A deep learning system for detecting security vulnerabilities in C/C++ source code, built by fine-tuning CodeBERT (125M params) with LoRA (Low-Rank Adaptation) on the BigVul dataset.
| Method | Precision | Recall | F1 Score | Accuracy |
|---|---|---|---|---|
| CodeBERT + LoRA (default threshold) | 74.10% | 70.07% | 72.03% | 72.79% |
| CodeBERT + LoRA (tuned threshold) | 64.35% | 87.94% | 74.32% | 69.61% |
| AST Rule-Based Scorer | 64.09% | 57.37% | 60.54% | 62.62% |
| Ensemble (CodeBERT + AST) | 62.71% | 89.50% | 73.75% | 68.14% |
Best F1: 74.32% on held-out test set (2,172 samples)
Input C/C++ Code
│
▼
┌──────────────┐ ┌──────────────────┐
│ Preprocess │ │ AST Risk Scorer │
│ (clean code)│ │ (12+ CWE rules) │
└──────┬───────┘ └────────┬──────────┘
│ │
▼ │
┌──────────────┐ │
│ CodeBERT │ │
│ + LoRA r=64 │ │
│ (125M params)│ │
└──────┬───────┘ │
│ │
▼ ▼
┌─────────────────────────────────┐
│ Ensemble (α-weighted) │
│ score = α·CB + (1-α)·AST │
└─────────────────────────────────┘
│
▼
SAFE / VULNERABLE
The model was trained using a two-stage approach that resolves the gradient conflict between LoRA adapters and the classifier head:
Stage 1 — Classifier Warmup (LoRA frozen)

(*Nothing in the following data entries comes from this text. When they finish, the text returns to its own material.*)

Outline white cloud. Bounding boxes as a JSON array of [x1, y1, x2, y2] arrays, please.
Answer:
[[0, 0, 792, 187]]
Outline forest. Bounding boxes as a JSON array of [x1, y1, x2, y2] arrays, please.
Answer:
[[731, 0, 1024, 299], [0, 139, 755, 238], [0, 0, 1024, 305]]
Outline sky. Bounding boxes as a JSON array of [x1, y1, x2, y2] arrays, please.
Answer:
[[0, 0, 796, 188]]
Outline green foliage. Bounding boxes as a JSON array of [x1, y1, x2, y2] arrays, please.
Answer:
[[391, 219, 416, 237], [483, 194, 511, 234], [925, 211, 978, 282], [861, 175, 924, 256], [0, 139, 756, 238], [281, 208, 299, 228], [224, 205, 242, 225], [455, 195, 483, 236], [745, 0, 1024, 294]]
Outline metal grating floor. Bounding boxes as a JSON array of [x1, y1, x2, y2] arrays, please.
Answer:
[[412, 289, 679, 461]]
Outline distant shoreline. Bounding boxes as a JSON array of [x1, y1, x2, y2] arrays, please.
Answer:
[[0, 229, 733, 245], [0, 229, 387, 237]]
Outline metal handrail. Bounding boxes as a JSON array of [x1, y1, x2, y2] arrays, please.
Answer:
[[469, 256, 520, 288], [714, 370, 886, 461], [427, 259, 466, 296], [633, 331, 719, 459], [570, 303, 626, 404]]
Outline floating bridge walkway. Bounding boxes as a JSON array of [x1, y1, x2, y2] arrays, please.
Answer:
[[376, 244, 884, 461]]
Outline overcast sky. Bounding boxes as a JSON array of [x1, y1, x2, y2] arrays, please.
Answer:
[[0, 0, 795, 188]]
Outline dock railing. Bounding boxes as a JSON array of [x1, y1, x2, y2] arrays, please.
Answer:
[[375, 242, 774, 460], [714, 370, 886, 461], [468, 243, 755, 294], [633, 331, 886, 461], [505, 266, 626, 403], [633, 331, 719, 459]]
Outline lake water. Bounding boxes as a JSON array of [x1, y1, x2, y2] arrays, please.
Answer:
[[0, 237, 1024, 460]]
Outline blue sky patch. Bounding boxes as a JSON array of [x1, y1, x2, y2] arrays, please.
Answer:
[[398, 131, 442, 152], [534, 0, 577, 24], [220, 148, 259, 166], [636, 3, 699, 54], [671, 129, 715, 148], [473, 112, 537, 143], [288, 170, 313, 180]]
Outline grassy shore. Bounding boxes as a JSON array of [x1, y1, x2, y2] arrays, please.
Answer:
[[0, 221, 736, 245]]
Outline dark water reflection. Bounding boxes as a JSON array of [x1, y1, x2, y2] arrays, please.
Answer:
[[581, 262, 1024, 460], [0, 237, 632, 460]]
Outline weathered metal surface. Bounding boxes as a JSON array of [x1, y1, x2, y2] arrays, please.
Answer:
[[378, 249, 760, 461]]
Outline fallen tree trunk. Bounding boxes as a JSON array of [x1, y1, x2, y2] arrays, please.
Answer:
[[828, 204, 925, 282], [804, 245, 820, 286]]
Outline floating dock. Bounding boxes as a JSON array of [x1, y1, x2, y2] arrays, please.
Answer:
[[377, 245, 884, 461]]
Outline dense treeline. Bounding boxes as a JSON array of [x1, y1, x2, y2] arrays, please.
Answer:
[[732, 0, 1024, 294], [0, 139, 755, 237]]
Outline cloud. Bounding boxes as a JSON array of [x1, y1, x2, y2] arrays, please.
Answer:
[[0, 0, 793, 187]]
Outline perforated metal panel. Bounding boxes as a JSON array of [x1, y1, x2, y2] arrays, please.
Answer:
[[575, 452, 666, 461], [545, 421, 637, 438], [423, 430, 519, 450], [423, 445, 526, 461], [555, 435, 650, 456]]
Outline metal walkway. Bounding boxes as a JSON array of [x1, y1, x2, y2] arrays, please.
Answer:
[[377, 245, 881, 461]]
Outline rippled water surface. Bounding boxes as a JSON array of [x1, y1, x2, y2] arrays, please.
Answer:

- Only the classifier head is trainable (~1.2M params)
- Learning rate: 1e-3 (high — small MLP needs aggressive optimization)
- 2 epochs with cosine scheduler
- Result: F1 = 66.70%
Stage 2 — Joint Fine-Tuning (LoRA unfrozen)
- LoRA adapters + classifier jointly trained (~4.7M params)
- Learning rate: 5e-5 (lower for stability with 2× adapter params)
- 5 epochs with cosine scheduler
- Result: F1 = 68.41% (validation)
| Version | F1 | Key Change |
|---|---|---|
| v1 | 37.7% | Classifier head never trained |
| v2 | 60.2% | Basic LoRA |
| v4 | 64.1% | Focal loss (overfit) |
| v7 | 62.6% | LoRA+classifier gradient conflict identified |
| v9 | 69.8% | Two-stage training + 21K data |
| v10 | 74.3% | LoRA r=64 (doubled capacity) + threshold tuning |
- Source: BigVul — real-world C/C++ vulnerabilities from CVE/NVD
- Size: 21,720 balanced samples (10,860 vulnerable + 10,860 safe)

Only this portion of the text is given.